How developments in timber processing has led to the arrival of the plyscraper and the greater use of timber for load bearing walls
Any student of English Literature would have come across the Globe Theatre in London. The original structure, which opened in 1599, was synonymous with William Shakespeare and the performance of his plays. Years after closing in 1647, a replica of the theatre opened in 1997 – again using all-timber construction. With the best of modern day techniques, it proved that timber could be used for strong, safe, and secure public buildings. It also led to the Plyscraper, an all wooden version of a skyscraper.
So, how did a replica of Shakespeare’s theatre in South London help to pave the way for future timber buildings? One knock-on effect was the arrival of CLT: cross-laminated timber. Its strength and lightweight construction makes for a suitable alternative to bricks. Especially with load-bearing walls. Cross Laminated Timber is made of three, five, or seven different layers of timber. Glued together, each CLT panel is robust enough for prefabricated buildings.

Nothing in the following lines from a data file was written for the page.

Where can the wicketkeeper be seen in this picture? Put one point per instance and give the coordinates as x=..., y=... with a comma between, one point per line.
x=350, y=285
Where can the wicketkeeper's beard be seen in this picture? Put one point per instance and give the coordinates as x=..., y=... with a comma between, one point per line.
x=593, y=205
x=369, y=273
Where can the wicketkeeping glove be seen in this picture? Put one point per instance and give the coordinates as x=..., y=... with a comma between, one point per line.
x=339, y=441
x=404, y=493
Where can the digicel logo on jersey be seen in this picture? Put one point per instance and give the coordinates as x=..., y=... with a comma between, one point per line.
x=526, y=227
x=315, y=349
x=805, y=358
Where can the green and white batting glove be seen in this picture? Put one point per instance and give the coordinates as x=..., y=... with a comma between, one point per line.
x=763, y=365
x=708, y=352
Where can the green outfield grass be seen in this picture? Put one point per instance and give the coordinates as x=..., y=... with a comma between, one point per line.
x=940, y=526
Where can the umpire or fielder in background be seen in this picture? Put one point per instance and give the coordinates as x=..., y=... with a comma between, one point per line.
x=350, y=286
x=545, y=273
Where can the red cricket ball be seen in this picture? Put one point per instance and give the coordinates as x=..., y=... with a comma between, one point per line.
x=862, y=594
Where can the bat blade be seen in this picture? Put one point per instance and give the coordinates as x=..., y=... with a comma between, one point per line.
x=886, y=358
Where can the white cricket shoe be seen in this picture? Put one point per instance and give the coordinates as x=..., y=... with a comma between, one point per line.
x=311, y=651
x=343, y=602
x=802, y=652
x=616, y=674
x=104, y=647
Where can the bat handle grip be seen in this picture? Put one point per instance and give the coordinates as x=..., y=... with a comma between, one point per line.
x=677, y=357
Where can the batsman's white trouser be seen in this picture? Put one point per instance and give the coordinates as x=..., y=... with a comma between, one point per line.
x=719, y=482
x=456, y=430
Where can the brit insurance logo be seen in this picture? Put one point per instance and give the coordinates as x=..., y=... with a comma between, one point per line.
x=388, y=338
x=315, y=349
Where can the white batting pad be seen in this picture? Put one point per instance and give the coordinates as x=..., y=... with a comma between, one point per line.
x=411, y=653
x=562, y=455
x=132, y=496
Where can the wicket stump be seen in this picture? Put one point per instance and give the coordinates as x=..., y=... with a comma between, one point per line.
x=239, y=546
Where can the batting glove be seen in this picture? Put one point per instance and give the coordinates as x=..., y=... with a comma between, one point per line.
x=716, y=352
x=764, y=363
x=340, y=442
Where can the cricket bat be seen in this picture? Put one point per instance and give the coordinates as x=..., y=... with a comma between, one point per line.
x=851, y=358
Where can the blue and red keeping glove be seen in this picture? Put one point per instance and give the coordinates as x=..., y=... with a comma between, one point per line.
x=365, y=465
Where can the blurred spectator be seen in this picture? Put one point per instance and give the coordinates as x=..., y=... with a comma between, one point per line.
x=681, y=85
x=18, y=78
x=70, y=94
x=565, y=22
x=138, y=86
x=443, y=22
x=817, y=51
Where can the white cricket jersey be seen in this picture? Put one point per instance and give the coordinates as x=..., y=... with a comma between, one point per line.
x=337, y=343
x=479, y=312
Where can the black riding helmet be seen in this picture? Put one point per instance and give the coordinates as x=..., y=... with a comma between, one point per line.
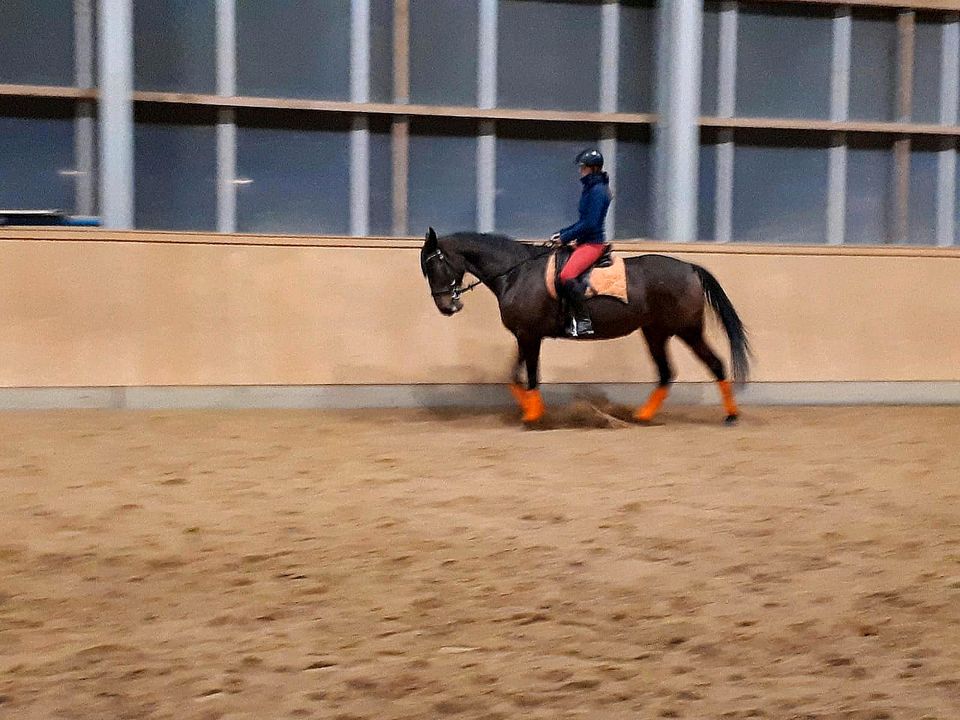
x=590, y=158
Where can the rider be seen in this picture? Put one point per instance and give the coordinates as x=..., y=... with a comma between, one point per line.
x=589, y=235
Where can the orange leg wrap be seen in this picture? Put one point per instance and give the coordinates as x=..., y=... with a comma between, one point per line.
x=647, y=412
x=729, y=404
x=532, y=405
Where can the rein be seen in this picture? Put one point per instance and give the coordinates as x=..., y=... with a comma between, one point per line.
x=455, y=290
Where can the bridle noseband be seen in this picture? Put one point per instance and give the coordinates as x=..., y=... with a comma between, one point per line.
x=456, y=289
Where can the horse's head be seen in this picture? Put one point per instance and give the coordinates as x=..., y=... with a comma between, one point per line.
x=444, y=274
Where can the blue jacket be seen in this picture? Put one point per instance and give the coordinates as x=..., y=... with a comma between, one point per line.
x=594, y=201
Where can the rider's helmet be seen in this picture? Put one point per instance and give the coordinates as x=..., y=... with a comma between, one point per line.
x=590, y=158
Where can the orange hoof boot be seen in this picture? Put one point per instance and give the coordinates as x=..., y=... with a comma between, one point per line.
x=532, y=405
x=649, y=410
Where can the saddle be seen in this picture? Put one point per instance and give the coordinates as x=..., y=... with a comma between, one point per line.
x=607, y=276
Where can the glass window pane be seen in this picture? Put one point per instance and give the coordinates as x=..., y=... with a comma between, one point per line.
x=175, y=45
x=36, y=45
x=175, y=170
x=873, y=67
x=381, y=177
x=443, y=51
x=711, y=58
x=294, y=49
x=298, y=164
x=870, y=192
x=37, y=148
x=638, y=20
x=549, y=54
x=707, y=187
x=926, y=71
x=538, y=185
x=779, y=189
x=632, y=182
x=442, y=187
x=923, y=195
x=783, y=62
x=381, y=51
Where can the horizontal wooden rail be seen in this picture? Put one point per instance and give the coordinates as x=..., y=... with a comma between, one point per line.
x=99, y=235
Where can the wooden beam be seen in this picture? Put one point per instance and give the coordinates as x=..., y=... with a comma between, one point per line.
x=48, y=91
x=830, y=126
x=641, y=245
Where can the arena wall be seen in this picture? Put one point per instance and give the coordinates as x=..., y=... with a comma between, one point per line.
x=97, y=309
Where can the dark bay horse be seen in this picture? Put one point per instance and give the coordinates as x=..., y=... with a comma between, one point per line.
x=668, y=297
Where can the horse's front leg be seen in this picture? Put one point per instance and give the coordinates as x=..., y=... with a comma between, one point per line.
x=517, y=385
x=530, y=400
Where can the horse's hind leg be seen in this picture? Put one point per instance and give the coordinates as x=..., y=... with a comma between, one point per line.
x=517, y=388
x=657, y=343
x=698, y=344
x=528, y=398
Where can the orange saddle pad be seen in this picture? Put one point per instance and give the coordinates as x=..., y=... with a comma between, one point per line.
x=609, y=281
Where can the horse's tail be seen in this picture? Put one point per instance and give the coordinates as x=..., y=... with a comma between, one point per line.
x=737, y=334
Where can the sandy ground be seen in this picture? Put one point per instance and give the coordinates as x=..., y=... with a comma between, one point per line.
x=805, y=564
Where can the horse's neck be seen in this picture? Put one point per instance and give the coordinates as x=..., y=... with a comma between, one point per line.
x=487, y=258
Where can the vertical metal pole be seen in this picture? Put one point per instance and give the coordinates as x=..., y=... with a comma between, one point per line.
x=947, y=157
x=115, y=24
x=726, y=104
x=226, y=117
x=84, y=131
x=609, y=75
x=680, y=120
x=400, y=129
x=839, y=111
x=906, y=32
x=360, y=135
x=486, y=99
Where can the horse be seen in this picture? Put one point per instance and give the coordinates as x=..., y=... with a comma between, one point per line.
x=666, y=297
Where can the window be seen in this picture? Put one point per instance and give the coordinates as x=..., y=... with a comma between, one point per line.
x=926, y=70
x=873, y=66
x=923, y=193
x=443, y=52
x=779, y=188
x=175, y=170
x=298, y=168
x=381, y=50
x=36, y=46
x=633, y=183
x=709, y=70
x=442, y=181
x=783, y=62
x=638, y=57
x=549, y=54
x=175, y=45
x=870, y=191
x=381, y=177
x=36, y=155
x=294, y=49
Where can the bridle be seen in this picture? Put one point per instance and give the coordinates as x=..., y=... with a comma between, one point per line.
x=455, y=290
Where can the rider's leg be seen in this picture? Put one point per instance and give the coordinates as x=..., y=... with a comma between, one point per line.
x=573, y=288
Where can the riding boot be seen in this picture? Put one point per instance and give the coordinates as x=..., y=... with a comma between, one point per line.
x=579, y=324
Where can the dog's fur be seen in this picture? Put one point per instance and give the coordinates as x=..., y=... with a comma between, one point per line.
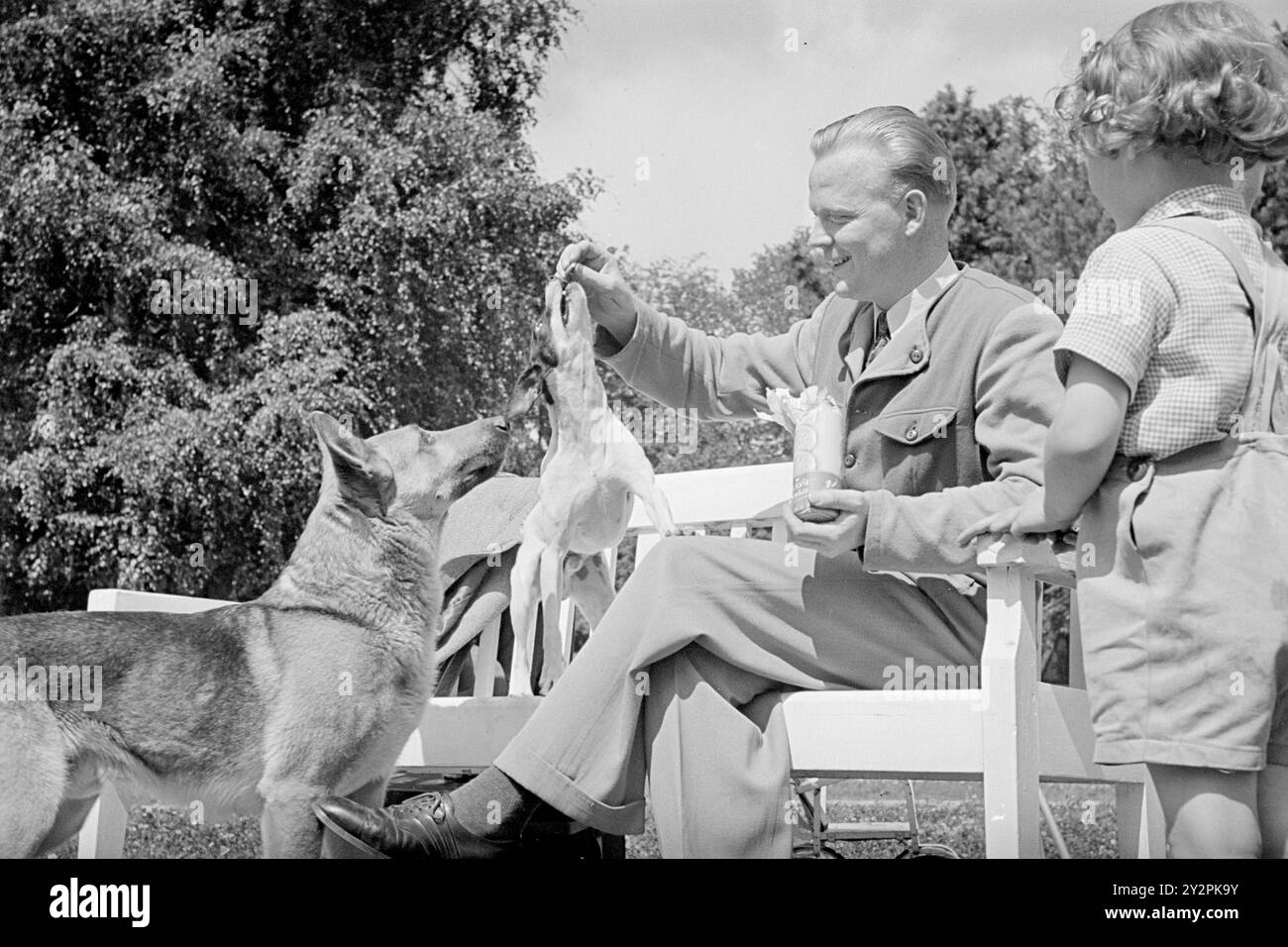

The rise of the plyscraper is expressed by Waugh Thistleton Architects’ Dalston Lane development in Hackney. This has ten storeys and is, at this very moment, the largest cross laminated timber built structure in the world. Shortly, this could be usurped by PLP Architecture’s 80 storey plyscraper.
Shakespeare’s Globe could owe a debt to the UK’s first all wooden stadium. This concerns Eco Park, the new home for Forest Green Rovers. Their forthcoming new home was the subject of a previous blog post on our site. On another note, we would like to congratulate the Gloucestershire club on their promotion from the National League Premier to the English Football League’s League Two.